Merge pull request piskvorky#170 from josephcc/skip_ns

Filter wikipedia articles by their namespace
lizhangzhan · Feb 18, 2014 · bdea96a · bdea96a
2 parents 7465723 + 5104053
commit bdea96a
Showing 1 changed file with 10 additions and 3 deletions.
diff --git a/gensim/corpora/wikicorpus.py b/gensim/corpora/wikicorpus.py
@@ -180,7 +180,7 @@ def _get_namespace(tag):
     return namespace
 
 
-def _extract_pages(f):
+def _extract_pages(f, filter_namespaces=False):
     """
     Extract pages from MediaWiki database dump.
 
@@ -201,11 +201,17 @@ def _extract_pages(f):
     page_tag = "{%(ns)s}page" % ns_mapping
     text_path = "./{%(ns)s}revision/{%(ns)s}text" % ns_mapping
     title_path = "./{%(ns)s}title" % ns_mapping
+    ns_path = "./{%(ns)s}ns" % ns_mapping
 
     for elem in elems:
         if elem.tag == page_tag:
             title = elem.find(title_path).text
             text = elem.find(text_path).text
+
+            ns = elem.find(ns_path).text
+            if filter_namespaces and ns not in filter_namespaces:
+                text = None
+
             yield title, text or ""     # empty page will yield None
 
             # Prune the element tree, as per
@@ -244,7 +250,7 @@ class WikiCorpus(TextCorpus):
     >>> wiki.saveAsText('wiki_en_vocab200k') # another 8h, creates a file in MatrixMarket format plus file with id->word
 
     """
-    def __init__(self, fname, processes=None, lemmatize=utils.HAS_PATTERN, dictionary=None):
+    def __init__(self, fname, processes=None, lemmatize=utils.HAS_PATTERN, dictionary=None, filter_namespaces=('0',)):
         """
         Initialize the corpus. Unless a dictionary is provided, this scans the
         corpus once, to determine its vocabulary.

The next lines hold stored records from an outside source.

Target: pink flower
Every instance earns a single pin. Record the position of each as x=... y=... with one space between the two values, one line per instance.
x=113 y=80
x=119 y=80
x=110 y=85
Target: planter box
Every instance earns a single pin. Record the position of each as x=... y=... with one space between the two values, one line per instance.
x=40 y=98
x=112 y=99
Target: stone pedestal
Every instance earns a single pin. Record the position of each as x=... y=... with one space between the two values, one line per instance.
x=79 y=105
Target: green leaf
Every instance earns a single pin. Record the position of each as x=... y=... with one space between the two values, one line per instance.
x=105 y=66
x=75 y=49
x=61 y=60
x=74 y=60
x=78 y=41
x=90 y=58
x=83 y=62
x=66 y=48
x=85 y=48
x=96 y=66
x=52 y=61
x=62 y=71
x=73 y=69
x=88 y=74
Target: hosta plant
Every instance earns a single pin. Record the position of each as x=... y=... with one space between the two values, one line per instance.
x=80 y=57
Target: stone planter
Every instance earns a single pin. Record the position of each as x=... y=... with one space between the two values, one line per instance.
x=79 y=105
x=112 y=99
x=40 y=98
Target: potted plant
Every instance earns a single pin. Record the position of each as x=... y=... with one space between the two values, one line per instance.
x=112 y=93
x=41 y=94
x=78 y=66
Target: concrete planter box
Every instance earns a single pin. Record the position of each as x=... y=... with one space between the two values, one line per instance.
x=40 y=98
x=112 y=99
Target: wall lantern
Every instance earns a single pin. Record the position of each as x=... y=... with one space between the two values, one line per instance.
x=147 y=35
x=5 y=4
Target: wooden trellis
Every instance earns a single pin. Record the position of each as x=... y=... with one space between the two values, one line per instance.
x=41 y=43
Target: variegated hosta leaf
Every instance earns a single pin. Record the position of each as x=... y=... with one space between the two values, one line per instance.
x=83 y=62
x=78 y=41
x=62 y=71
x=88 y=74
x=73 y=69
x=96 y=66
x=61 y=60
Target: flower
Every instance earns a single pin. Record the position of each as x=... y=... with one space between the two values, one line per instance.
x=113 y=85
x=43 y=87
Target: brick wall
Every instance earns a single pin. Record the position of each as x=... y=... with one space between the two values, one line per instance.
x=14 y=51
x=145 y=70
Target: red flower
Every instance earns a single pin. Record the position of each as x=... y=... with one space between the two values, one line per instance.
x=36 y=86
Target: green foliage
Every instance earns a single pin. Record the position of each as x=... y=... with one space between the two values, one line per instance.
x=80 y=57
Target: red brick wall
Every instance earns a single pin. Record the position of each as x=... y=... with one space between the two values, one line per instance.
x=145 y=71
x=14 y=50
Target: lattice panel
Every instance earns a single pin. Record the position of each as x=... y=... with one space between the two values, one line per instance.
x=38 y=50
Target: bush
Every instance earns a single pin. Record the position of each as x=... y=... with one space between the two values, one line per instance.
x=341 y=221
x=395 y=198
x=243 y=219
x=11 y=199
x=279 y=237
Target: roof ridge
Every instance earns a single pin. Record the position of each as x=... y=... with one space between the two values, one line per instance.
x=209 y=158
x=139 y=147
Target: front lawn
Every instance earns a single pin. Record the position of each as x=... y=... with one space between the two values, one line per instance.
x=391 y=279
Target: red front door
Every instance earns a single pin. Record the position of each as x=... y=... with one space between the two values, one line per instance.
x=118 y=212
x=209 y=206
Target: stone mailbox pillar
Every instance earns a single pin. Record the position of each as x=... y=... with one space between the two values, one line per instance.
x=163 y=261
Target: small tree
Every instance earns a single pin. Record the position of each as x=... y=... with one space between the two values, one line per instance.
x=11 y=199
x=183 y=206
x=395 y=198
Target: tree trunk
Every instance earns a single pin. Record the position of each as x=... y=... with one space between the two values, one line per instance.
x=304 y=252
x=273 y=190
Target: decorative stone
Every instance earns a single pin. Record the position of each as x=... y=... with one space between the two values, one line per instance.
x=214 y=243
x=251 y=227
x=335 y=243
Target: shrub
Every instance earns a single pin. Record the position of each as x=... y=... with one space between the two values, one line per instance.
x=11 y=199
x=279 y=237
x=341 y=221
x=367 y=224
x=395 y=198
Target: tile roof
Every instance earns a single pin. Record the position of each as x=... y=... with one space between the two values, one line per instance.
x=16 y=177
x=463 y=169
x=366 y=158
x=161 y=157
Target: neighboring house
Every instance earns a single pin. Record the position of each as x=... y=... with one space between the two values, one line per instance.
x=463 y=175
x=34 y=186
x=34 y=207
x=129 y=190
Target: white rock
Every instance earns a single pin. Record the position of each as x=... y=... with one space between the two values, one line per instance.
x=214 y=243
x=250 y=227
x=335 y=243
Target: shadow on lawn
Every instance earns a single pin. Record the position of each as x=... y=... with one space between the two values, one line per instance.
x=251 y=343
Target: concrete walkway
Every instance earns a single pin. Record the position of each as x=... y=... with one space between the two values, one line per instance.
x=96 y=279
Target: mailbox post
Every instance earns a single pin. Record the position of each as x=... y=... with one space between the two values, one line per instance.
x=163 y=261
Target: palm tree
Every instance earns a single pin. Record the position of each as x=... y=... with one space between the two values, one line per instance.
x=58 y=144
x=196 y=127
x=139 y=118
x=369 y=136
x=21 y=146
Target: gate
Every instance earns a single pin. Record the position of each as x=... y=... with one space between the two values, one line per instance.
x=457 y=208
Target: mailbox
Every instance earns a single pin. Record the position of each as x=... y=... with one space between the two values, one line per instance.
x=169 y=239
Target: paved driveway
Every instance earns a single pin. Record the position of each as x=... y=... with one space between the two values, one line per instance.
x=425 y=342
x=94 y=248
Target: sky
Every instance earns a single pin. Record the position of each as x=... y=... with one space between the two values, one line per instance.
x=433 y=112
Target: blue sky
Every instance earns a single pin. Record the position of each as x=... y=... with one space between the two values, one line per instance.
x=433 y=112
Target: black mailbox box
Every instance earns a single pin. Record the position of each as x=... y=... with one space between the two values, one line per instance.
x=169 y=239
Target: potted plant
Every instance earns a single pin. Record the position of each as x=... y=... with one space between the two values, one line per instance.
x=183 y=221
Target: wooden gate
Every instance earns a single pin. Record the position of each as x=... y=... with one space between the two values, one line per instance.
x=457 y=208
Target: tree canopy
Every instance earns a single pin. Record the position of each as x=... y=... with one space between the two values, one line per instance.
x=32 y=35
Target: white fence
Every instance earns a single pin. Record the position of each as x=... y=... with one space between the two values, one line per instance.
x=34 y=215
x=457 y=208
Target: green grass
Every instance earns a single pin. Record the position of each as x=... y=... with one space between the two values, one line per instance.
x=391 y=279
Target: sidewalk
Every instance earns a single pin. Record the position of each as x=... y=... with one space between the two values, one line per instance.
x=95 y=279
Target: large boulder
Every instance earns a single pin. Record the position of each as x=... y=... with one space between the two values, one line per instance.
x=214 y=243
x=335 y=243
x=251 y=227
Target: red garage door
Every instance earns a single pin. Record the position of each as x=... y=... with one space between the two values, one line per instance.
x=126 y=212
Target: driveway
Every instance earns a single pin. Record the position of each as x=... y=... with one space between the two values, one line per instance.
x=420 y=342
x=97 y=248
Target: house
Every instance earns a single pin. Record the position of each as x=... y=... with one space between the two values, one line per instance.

@@ -255,6 +261,7 @@ def __init__(self, fname, processes=None, lemmatize=utils.HAS_PATTERN, dictionar
 
         """
         self.fname = fname
+        self.filter_namespaces = filter_namespaces
         if processes is None:
             processes = max(1, multiprocessing.cpu_count() - 1)
         self.processes = processes
@@ -281,7 +288,7 @@ def get_texts(self):
         """
         articles, articles_all = 0, 0
         positions, positions_all = 0, 0
-        texts = ((text, self.lemmatize) for _, text in _extract_pages(bz2.BZ2File(self.fname)))
+        texts = ((text, self.lemmatize) for _, text in _extract_pages(bz2.BZ2File(self.fname), self.filter_namespaces))
         pool = multiprocessing.Pool(self.processes)
         # process the corpus in smaller chunks of docs, because multiprocessing.Pool
         # is dumb and would load the entire input into RAM at once...